Monday, November 2, 2009

Analysis of a word game

There is a word game which is played like this: When it's your turn, you say a word that starts with the last letter of the previously said word as quickly as you can. The player to start the game can choose any word to say. This is a noncompetitive game, and there is no real winner or loser, you just play until you don't feel like playing anymore.

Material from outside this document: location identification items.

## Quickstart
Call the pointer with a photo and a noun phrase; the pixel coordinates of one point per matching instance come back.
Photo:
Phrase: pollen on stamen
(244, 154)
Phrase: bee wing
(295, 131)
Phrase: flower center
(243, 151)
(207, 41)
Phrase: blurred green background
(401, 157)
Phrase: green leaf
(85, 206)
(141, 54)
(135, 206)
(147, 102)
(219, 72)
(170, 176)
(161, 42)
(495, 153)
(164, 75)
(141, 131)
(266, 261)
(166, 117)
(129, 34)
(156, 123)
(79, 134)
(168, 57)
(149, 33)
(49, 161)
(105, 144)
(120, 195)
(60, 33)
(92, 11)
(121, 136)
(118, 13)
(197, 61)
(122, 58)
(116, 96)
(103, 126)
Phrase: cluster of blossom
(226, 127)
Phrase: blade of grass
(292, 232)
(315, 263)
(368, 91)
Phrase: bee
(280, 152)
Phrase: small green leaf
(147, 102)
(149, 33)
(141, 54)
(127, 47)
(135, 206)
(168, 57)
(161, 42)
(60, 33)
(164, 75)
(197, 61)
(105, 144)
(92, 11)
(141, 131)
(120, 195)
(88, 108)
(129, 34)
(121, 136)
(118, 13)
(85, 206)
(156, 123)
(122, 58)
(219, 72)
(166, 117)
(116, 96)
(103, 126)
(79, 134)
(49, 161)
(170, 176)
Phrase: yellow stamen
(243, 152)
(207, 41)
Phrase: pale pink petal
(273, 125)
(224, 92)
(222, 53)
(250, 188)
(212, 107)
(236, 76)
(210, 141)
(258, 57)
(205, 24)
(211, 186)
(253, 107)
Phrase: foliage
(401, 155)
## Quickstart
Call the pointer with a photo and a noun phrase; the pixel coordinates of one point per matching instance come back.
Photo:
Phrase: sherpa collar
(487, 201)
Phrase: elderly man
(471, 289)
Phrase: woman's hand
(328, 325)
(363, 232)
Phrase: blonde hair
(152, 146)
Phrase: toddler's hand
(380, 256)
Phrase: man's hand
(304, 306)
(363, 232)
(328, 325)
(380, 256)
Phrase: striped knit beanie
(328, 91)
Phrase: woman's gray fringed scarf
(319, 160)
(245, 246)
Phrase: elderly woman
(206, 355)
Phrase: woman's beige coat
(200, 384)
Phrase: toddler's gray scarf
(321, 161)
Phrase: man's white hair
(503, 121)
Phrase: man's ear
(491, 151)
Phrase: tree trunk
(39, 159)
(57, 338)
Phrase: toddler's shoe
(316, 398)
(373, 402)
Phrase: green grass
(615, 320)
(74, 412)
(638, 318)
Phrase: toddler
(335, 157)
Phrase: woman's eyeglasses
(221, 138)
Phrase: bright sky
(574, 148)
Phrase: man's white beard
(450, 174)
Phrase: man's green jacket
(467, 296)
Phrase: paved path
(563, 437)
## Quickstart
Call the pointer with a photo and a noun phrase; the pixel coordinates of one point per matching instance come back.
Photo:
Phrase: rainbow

I used to play this with my mom when I was young.

I played this game with a few friends earlier in the semester, and during the game we noticed that we kept saying words that end with 'E', and soon enough we began having difficulty thinking of words that start with 'E'.

I got to thinking about the patterns we encountered and decided to take a look at what Wikipedia knows about letter frequencies:
Wikipedia - Relative frequencies of letters in the English language

The article shows that 'E' is the most common letter in the English vocabulary, followed in second place by 'T'. However, this only describes the frequency of appearance of a letter, irrelevant of a letter's location within the word.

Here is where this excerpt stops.